The union has now doubled that tally, while Carys Williams-Morris will also be with the squad full-time thanks to her elite athlete status with the RAF.
The value of the contracts has not been disclosed.
However, WRU acting chief executive Nigel Walker says finances have increased.
“I don’t have a number, but the top contracts are of greater value than those we issued last year,” he said.
Walker said the WRU had worked closely with their counterparts around the United Kingdom on the maternity clause in the contracts.
“The investment we put into the national programme last year paid clear dividends both on the field in terms of performances and results, and off it in terms of the all-round athlete development service provided within the programme,” Walker added.
“It’s important we don’t stand still and we believe the enhanced investment in the programme this year will go some way not only to developing these players, but others who join the squad for training and tournaments.”

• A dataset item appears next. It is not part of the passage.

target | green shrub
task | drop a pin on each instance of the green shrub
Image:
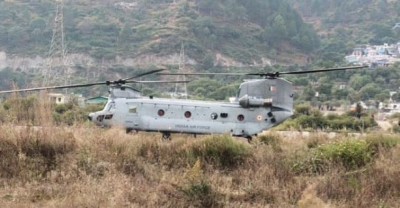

Wales take on Ireland in their Six Nations opener on 25 March, and will be looking to build on last season’s third-place finish – their best in the competition since 2009 – as well as their run to the quarter-finals of the Rugby World Cup in New Zealand.
Of the 12 players that first signed professional contracts last year, 10 remain, with Jasmine Joyce leaving the set-up to rejoin the World Sevens Series and former captain Siwan Lillicrap retiring from international duty.
A further 12 players signed part-time deals last year, the majority of whom have now become full-time, including promising young talents such as Sisilia Tuipulotu and Lleucu George.
Experienced number eight Sioned Harries and prop Cara Hope have not signed contracts due to work commitments, but will remain part of the set-up.
Wales head coach Ioan Cunningham said the contracts were a reflection of the commitment, performance and professionalism shown by the players last year.
“The initial contracts enabled us to make significant improvement throughout the year,” he said.
“Our aim this year will be to continue to build on the improvements we made in 2022. We’ve made progress but we are very aware that all the other nations are also developing with contracts and full-time programmes so it’s vital to keep moving forward.”
Wales’ full-time players: Abbie Fleming, Cerys Hale, Kerin Lake, Lleucu George, Lowri Norkett, Megan Webb, Niamh Terry, Sisilia Tuipulotu, Alex Callender, Bethan Lewis, Georgia Evans, Gwenllian Pyrs, Keira Bevan, Kelsey Jones, Natalia John, Elinor Snowsill, Alisha Butchers, Carys Phillips, Donna Rose, Ffion Lewis, Gwen Crabb, Hannah Jones, Lisa Neumann, Robyn Wilkins, Carys Williams-Morris.